American college football season

The 1913 New Hampshire football team (Note: The school did not adopt the Wildcats nickname until February 1926; before then, they were generally referred to as "the blue and white".) was an American football team that represented New Hampshire College of Agriculture and the Mechanic Arts (Note: The school was often referred to as New Hampshire College or New Hampshire State College in newspapers of the era.) during the 1913 college football season—the school became the University of New Hampshire in 1923. Under second-year head coach Tod Eberle, the team finished with a record of 2–4.

==Schedule==
During this era, teams played in the one-platoon system. This was the second season using scoring values consistent with the present day: six points for a touchdown, one point for a conversion kick (extra point), and three points for a field goal. (Note: For additional detail, see Early history of American football#Scoring table.)

| Date | Opponent | Site | Result | Attendance | Source |
| September 27 | at Bowdoin | Brunswick, ME | L 0–17 |  |  |
| October 4 | at Tufts | Medford, MA | L 0–52 |  |  |
| October 11 | Bates | Durham, NH | L 6–7 |  |  |
| October 18 | Worcester Tech | Durham, NH | W 45–0 |  |  |
| October 25 | Boston College | Durham, NH | Cancelled |  |  |
| November 1 | Rhode Island State | Durham, NH | W 12–0 | 400 |  |
| November 8 | Massachusetts | Textile Field; Manchester, NH (rivalry); | L 0–34 | 1,200 |  |
Source: ;

==Team==

| Player | Class | Position |
|---|---|---|
| Kyle C. Westover | 1917 | Left end |
| John F. Thompson | 1915 | Left tackle |
| Raymond W. Huse | 1915, 2-Year | Left tackle |
| Timothy P. Reardon | 1914 | Left guard |
| Armand L. Murdock | 1915 | Center |
| Paul E. Corriveau | 1915 | Right guard |
| Ray E. Haines | 1915 | Right tackle |
| Walter F. Parker | 1915 | Right end |
| William H. L. Brackett | 1914 | Quarterback |
| James F. Hobbs | 1915 | Left halfback |
| Ralph H. Bissell | "Special" | Right halfback |
| Harold G. Woodman | 1914, 2-Year | Fullback |
| Henry M. Hale | 1915, 2-Year | Fullback |

Manager: John E. Davis, class of 1914

Each of the above players, except members of the class of 1914 (Brackett, Reardon, and Woodman), appeared in a list of varsity letter winners in the school's 1916 yearbook.

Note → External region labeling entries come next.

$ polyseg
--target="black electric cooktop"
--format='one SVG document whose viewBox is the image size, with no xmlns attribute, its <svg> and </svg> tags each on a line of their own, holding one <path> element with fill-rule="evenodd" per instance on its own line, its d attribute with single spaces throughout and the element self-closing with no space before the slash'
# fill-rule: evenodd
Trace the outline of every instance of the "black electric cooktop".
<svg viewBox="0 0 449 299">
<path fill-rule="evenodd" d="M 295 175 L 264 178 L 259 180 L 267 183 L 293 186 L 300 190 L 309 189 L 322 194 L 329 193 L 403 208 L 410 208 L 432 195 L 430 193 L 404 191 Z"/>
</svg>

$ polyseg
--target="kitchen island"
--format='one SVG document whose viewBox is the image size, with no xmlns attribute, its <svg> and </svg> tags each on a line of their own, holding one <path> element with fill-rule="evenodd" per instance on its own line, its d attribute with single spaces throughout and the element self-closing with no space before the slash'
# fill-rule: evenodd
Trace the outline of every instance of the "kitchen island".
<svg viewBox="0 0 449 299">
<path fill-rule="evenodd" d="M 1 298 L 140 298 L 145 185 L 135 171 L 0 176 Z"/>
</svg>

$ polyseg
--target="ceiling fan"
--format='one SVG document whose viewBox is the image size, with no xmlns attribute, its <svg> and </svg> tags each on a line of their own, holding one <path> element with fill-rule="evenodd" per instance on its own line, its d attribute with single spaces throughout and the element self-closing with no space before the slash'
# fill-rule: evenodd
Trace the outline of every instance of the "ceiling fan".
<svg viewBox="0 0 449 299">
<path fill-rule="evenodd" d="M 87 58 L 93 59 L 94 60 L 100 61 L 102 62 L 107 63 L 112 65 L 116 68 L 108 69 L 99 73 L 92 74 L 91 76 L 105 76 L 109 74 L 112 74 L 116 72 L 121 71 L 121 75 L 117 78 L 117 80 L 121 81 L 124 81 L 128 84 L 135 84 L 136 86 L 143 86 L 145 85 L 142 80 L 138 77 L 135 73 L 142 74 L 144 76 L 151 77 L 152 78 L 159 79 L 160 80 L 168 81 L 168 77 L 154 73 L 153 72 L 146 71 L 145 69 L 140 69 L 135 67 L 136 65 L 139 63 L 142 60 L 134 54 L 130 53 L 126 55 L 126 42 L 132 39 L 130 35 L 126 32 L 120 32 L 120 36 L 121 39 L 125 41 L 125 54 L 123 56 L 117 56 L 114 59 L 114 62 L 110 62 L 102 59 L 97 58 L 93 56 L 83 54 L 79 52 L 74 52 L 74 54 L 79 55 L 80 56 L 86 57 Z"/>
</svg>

As the policy of this era was to award varsity letters to 13 players plus the team's student manager, and the 1916 yearbook summarized two seasons of football play (as no 1915 yearbook was published), it is inferred that Brackett, Reardon, Woodman, and Davis also received letters.

Source:

Team captain Brackett was inducted to the UNH Athletics Hall of Fame in 1982.